这样子下去肯定不行,不处理伤口万一发热了那就真的完了。
“殿下,你稍微动一动,让我看看你身上的伤口。”
姜明棠伸出手轻轻地推了一下谢承渊,见他又睁开了眼睛才要动手去解他的衣衫。
谢承渊这是被暗器所伤,那小东西已经嵌在了肉里,伤口看着比上一次却是好了许多。
姜明棠伸出手扒着谢承渊的衣服,看了两眼便倒吸凉气。
要不说谢承渊是个狠人呢?
这伤口距离他的胸腔不过两指距离,那刺客的手要是再歪那么一点点,她现在怕是也没机会再和谢承渊说话了。

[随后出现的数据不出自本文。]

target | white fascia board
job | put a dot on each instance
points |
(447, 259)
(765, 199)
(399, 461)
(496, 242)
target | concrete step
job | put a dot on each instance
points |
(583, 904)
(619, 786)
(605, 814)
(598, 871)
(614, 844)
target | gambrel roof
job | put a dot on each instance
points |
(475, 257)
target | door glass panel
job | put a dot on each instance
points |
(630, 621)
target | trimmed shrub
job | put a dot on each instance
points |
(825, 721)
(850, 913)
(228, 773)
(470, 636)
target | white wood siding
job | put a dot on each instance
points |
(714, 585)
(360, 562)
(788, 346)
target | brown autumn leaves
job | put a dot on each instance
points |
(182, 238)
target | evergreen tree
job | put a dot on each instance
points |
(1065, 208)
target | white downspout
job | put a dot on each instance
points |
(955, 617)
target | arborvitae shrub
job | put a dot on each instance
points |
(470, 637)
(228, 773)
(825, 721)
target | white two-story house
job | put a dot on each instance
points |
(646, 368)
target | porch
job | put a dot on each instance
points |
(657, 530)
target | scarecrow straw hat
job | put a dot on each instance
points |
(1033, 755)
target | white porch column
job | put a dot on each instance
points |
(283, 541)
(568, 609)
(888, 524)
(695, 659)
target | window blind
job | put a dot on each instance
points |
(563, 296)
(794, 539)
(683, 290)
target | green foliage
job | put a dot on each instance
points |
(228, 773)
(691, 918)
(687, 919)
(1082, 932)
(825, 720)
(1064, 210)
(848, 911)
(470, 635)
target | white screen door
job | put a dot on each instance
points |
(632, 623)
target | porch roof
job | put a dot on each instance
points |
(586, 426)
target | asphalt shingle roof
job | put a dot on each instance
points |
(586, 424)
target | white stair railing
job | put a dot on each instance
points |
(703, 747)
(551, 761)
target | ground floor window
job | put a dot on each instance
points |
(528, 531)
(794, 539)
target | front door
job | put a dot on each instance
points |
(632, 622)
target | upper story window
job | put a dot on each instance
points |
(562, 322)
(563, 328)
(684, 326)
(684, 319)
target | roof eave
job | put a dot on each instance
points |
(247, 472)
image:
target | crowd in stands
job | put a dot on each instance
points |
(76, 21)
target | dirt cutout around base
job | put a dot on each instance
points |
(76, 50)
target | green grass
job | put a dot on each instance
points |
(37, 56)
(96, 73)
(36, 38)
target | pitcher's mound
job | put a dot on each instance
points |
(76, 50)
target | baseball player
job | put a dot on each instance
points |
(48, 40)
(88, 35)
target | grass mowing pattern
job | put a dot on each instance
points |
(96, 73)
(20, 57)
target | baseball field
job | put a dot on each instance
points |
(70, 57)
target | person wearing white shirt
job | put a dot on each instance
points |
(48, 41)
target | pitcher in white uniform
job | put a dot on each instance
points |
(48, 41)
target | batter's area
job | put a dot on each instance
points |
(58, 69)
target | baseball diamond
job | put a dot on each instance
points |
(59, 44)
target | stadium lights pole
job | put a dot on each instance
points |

“还好,这东西上没有毒,等明天程梧和墨云他们找过来了出去就能取出来。”
谢承渊听见姜明棠这如释重负的语气莫名觉得好笑,“你这是在担心我?”
这话问出口后他自己倒是先愣怔了一下,随后才去看姜明棠。
“没错,我担心你。”
姜明棠一门心思全都放在谢承渊的伤口上,这句话几乎是脱口而出。
直到她说完以后才觉得自己这句话不对劲,又补充了一句,“眼下就我们两个人,殿下,我不担心你还能担心谁?”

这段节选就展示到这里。